The utility model relates to equipment used in the energy sector, in particular in block-modular power plants using the Rankine organic cycle technology, gas turbine and combined cycle plants, gas pumping units on gas mains. The drop catcher heater is designed to heat the air supplied to the compressor of a gas turbine due to secondary heat, as well as to effectively remove droplet moisture and snow from the air.

From the experience of operating gas turbines it is known that at temperatures outside the range -5 .. + 5 ^{° C,} the conditions for icing the air inlet portion of the compressor tract, it is also known that inadequate protection of the air filters from precipitation leads to a reduction of the resource of the filter elements and growth aerodynamic resistance of air-cleaning devices, which in turn leads to a decrease in the efficiency of gas turbine plants and excessive fuel consumption.

In the period of heavy (volley) snowfalls, at the first stage of cleaning an integrated air-cleaning device, snow drifts are created that completely block the air flow into the compressor. The operating organization has to either stop the gas turbine or open the bypass valves, bypassing the filtration system. If this is not done, then the destruction of the filter elements will occur.

To prevent icing of the flowing part, air heating systems are used at the inlet to the unit by mixing in hot air taken after the compressor steps. The specified technical solution reduces the efficiency of the gas turbine installation during the operation of the anti-icing system and does not provide protection from heavy (volley) snowfalls.

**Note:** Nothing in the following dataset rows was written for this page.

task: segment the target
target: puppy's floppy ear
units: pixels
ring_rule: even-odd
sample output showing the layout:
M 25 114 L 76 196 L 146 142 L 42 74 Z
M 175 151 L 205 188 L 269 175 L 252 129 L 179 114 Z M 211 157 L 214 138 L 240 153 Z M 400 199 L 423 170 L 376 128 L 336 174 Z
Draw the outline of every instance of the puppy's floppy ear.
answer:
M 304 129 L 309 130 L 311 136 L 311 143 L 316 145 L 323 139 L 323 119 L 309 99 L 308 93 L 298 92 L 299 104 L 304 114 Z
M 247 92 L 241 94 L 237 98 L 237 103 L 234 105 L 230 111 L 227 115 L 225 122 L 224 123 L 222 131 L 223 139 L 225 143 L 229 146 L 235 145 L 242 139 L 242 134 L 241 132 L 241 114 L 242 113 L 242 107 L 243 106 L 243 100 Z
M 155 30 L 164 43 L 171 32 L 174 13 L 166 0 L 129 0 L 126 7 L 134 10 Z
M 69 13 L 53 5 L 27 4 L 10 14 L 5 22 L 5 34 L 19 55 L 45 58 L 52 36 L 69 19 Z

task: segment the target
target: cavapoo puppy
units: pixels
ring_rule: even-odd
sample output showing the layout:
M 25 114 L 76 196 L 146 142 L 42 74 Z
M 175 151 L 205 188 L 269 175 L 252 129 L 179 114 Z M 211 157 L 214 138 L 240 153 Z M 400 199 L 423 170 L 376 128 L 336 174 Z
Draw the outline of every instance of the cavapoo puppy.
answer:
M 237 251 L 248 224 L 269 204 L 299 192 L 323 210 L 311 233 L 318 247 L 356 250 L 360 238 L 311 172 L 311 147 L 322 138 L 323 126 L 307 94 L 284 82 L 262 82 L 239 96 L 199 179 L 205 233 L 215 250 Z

From the current level of technology, an air-purifying device is known that contains an air intake chamber in which tiers of a combined filtration system are installed, including dehumidifiers and coarse filters, sediment-retaining visors, a cyclic air heating system including a looped distribution pipe with nozzles and openings, characterized in that the system heating of cyclic air is equipped with an additional pipeline having outlet pipes with openings, and tsovannogo discharge pipe comprise a vertical portion with holes, while in the air intake chamber dehumidifiers combined system located separately from the coarse filters (RU 2 587 published on 20.06.2016, the 511S1)

The disadvantages of this technical solution are:

- reducing the efficiency of the gas turbine installation during the operation of the anti-icing system;

- uneven heating of atmospheric air, increasing the risk of local wetting and freezing of filters;

- insufficient protection of filters from precipitation.

The task for which the claimed utility model is intended is to create a technologically advanced, energy-efficient and reliable device that allows uniform heating of the air at the inlet of the gas turbine compressor due to secondary heat, as well as the effective protection of the filters from precipitation.

This problem is solved due to the fact that the preheater-droplet eliminator includes: a steam generator heated by a liquid coolant, which is a shell-and-tube heat exchanger with boiling of an organic working fluid inside the housing on the surface of heat-exchange pipes, through which hot liquid coolant circulates, the flow of which is regulated by a heat-transfer valve welded on to the pipe of the coolant inlet to the steam generator welded into the cover of the inlet chamber of the liquid coolant on the one hand and to the supply pipe the heat transfer agent on the other hand; coolant shut-off valve, welded to the coolant return pipe on one side and to the nozzle of the coolant outlet from the steam generator welded into the cover of the liquid coolant outlet chamber on the other hand; welded to the upper part of the steam generator branch pipe for removing the steam of the organic working fluid, to which a steam valve is welded; a steam line welded to the steam shutoff valve through which the steam of the organic working fluid rises to the steam distribution manifold into which the second end of the steam line is welded; distributing a steam collector into which the steam inlet pipes are welded into the upper collectors of the heat exchangers; air heating heat exchangers, each of which consists of a vertical bundle of finned tubes welded into the upper collector, into which the steam of the organic working fluid is supplied, on the one hand, and into the lower collector, into which the liquid organic working fluid flows, on the other hand; supporting frames inserted into the opening of the air supply channel, in which the air heat exchangers are fixed and louvre droplet eliminators with vertical arrangement of the blinds installed after said heat exchangers along the air; branch pipes for removing the liquid organic working fluid, welded into the lower collectors of the heat exchangers on the one hand, and in the collection manifold of the liquid organic working fluid on the other hand; a pipeline of a liquid organic working fluid welded to a prefabricated collector of a liquid organic working fluid, on the one hand, and to a shutoff valve of a liquid organic working fluid, on the other hand; a nozzle for introducing a liquid organic working fluid welded to the shutoff valve of the liquid organic working fluid, which, on the other hand, is welded into the body of the steam generator.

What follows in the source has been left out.